Meta Engineering

OCP Summit 2024: The open future of networking hardware for AI

thumbnail

Table of Contents

  1. Introduction
  2. DSF: Scheduled fabric that is disaggregated and open
  3. Switches for next-generation 400G fabrics
  4. Evolving FBOSS and SAI for DSF
  5. FBNIC: A multi-host foundational NIC designed by Meta

Introduction

At Open Compute Project Summit (OCP) 2024, Meta is sharing details about the next-generation network fabric for AI training clusters. With a focus on openness and collaboration, Meta has expanded their network hardware portfolio to contribute new disaggregated network fabrics and a NIC to OCP.

DSF: Scheduled fabric that is disaggregated and open

Meta has developed a Disaggregated Scheduled Fabric (DSF) for their AI clusters, promoting open, vendor-agnostic systems with interchangeable building blocks. DSF extends disaggregation to VoQ-based switched systems powered by OCP-SAI standard and FBOSS, enhancing network performance for high-bandwidth AI clusters.

7700R4C-38PE: DSF Leaf Switch

  • Broadcom Jericho3-AI based
  • 18 x 800GE OSFP800 host ports
  • 20 x 800Gbps fabric ports
  • 14.4Tbps wirespeed performance

7720R4-128PE: DSF Spine Switch

  • Broadcom Ramon3 based
  • 128 x 800Gbps fabric ports
  • 102.4Tbps wirespeed performance
  • Accelerated compute optimized pipeline

Switches for next-generation 400G fabrics

Meta will deploy two 400G fabric switches, Minipack3 and Cisco 8501, which are backward compatible and support upgrades to 400G and 800G, with reduced power consumption per bit.

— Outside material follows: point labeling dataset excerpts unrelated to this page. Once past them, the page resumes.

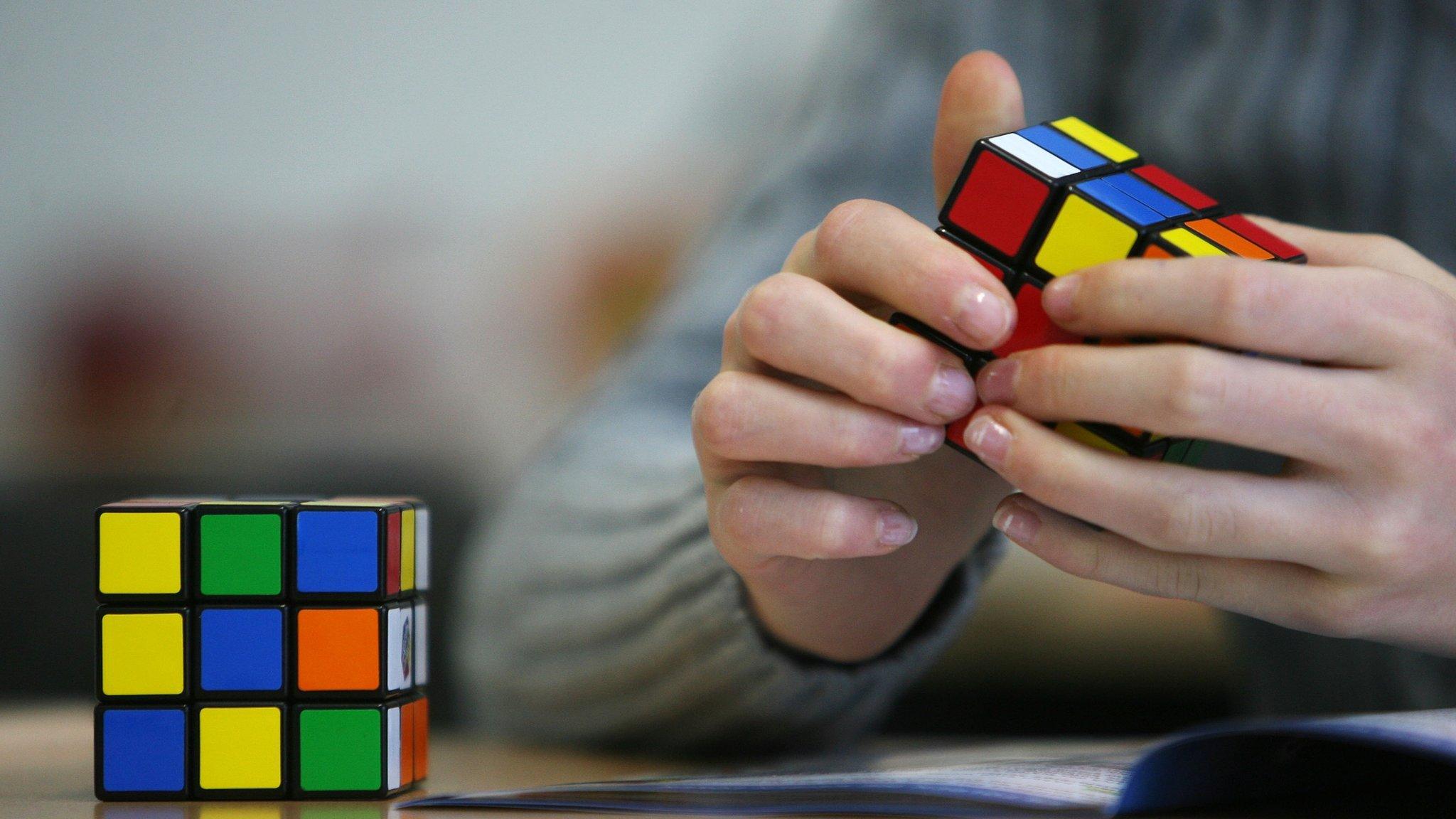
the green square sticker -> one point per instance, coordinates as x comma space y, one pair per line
242, 554
340, 749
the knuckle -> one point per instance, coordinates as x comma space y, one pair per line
835, 530
884, 378
1385, 247
733, 516
1190, 522
1047, 376
732, 328
718, 412
833, 233
1238, 298
1193, 390
764, 312
1339, 609
1179, 579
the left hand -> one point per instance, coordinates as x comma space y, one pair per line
1356, 538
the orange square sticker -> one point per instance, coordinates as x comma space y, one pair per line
338, 649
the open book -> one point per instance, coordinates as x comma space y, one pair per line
1214, 766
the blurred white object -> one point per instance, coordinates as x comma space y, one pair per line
372, 198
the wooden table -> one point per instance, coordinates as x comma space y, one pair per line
46, 773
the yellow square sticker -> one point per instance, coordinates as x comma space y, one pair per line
240, 748
141, 653
140, 552
1083, 235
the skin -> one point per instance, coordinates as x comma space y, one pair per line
830, 494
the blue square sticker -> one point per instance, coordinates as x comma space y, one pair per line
338, 551
242, 649
143, 749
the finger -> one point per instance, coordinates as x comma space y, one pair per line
759, 518
1167, 506
878, 251
1336, 248
750, 417
1279, 592
1315, 414
798, 326
1353, 316
980, 98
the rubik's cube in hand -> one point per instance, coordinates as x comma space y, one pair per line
1057, 197
261, 649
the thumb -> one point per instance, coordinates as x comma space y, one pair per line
980, 98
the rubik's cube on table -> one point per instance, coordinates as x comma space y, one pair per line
261, 649
1057, 197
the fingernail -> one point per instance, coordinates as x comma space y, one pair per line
919, 439
896, 528
1056, 296
996, 381
1018, 522
987, 439
953, 391
982, 316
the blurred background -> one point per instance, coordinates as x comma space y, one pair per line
380, 248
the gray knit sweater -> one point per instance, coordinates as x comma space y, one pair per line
596, 606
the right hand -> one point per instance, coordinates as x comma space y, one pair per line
814, 388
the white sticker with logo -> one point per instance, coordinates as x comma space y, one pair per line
401, 649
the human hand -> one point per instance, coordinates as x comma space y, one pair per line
1356, 538
814, 388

Evolving FBOSS and SAI for DSF

Meta continues to leverage OCP-SAI to integrate new network fabrics, switch hardware, and optical transceivers into FBOSS, fostering collaboration and innovation within the industry.

FBNIC: A multi-host foundational NIC designed by Meta

Meta has designed the ASIC for FBNIC, a foundational NIC supporting up to four hosts with complete datapath isolation for each host. The FBNIC driver has been upstreamed to the v6.11 kernel, aligning with Meta's vision of scalable, open, and collaborative AI hardware systems.